Dentists are uniquely placed to identify patients with diabetes, and those with diabetes who are at risk for complications, according to an article published in Clinical Diabetes.
Satheesh Elangovan, B.D.S., Sc.D., D.M.Sc., from the University of Iowa College of Dentistry in Iowa City, and colleagues discuss the interrelationships between diabetes and dental conditions, providing insights for both dental and medical professionals.
The researchers note that more older people visit a dentist than a primary care physician (in 2011, about 58 percent of those aged ≥65 years visited a dentist versus 38 percent who visited a primary care doctor). Diabetes has several oral manifestations and dentists can potentially identify patients with diabetes who are at risk.
Patients could be placed on a recall program as a preventive measure, providing an opportunity for monitoring.

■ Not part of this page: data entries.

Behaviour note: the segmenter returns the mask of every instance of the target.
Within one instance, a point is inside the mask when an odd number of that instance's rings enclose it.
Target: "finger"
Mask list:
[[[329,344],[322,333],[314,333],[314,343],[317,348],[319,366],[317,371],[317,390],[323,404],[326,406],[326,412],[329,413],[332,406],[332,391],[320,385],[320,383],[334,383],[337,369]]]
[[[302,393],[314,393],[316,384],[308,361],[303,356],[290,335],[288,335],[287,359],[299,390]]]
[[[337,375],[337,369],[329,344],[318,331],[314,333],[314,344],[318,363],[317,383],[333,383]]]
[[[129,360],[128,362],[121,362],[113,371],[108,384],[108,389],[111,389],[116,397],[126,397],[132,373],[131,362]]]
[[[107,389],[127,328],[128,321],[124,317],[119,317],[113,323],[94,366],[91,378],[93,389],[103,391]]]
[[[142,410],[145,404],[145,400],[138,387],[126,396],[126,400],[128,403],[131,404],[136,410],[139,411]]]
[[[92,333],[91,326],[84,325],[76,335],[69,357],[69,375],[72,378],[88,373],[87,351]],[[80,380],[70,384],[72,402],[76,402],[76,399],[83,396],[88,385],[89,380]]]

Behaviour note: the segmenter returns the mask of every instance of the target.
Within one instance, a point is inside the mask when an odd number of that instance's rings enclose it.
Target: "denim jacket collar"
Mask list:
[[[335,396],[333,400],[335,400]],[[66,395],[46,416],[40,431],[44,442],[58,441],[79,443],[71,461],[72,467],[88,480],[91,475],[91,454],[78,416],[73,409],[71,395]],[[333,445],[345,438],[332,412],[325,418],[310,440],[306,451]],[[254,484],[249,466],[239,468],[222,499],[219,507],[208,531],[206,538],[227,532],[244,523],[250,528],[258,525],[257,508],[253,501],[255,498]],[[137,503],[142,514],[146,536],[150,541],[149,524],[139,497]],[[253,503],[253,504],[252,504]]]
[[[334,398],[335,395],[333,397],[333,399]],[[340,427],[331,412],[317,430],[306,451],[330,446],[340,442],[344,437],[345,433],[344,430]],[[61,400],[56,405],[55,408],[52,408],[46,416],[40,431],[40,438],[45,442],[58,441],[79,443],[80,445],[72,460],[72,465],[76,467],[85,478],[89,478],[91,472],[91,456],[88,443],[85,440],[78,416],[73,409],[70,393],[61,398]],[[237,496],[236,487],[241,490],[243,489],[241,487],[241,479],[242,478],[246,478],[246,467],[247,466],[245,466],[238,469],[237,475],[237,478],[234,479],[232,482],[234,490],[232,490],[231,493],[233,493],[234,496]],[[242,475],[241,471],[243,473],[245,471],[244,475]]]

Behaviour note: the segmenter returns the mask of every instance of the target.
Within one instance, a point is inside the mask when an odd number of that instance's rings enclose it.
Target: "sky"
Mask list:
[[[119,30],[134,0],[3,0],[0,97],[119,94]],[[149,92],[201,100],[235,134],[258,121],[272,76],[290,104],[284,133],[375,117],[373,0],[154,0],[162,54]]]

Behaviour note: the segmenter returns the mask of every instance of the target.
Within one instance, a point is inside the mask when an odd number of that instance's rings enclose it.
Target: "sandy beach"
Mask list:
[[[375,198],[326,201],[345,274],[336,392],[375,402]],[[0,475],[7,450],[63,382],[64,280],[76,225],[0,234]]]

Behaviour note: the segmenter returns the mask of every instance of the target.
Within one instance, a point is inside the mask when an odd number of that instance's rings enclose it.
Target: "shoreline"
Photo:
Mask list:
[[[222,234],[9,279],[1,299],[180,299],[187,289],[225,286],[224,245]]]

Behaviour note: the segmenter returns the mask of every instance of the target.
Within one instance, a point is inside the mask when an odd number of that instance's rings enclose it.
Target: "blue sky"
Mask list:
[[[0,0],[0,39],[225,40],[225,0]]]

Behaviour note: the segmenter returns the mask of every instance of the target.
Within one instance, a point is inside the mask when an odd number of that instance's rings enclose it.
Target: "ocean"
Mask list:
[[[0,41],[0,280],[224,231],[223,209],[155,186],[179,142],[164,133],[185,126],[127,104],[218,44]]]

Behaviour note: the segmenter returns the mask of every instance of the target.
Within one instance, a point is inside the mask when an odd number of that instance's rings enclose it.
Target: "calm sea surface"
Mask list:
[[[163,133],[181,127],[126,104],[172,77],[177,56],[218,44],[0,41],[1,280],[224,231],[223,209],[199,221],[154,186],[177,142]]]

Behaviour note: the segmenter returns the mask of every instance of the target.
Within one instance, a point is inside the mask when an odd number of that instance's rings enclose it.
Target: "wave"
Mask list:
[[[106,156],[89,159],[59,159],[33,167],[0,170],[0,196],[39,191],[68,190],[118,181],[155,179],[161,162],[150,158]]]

Periodontal examinations can also be used to identify people with diabetes, with 92 percent accuracy seen in one study involving 506 dental patients.
Dentists should also be trained to recognize patients at high risk for diabetes. Dentists and their auxiliary staff can also provide guidance for patients and help them attain glycemic control.
“With the projected rise in chronic diseases, including diabetes, and the growing shortage of primary care physicians, it is ever more important for dental and medical health care providers to work together closely to tackle this public health crisis,” the authors write.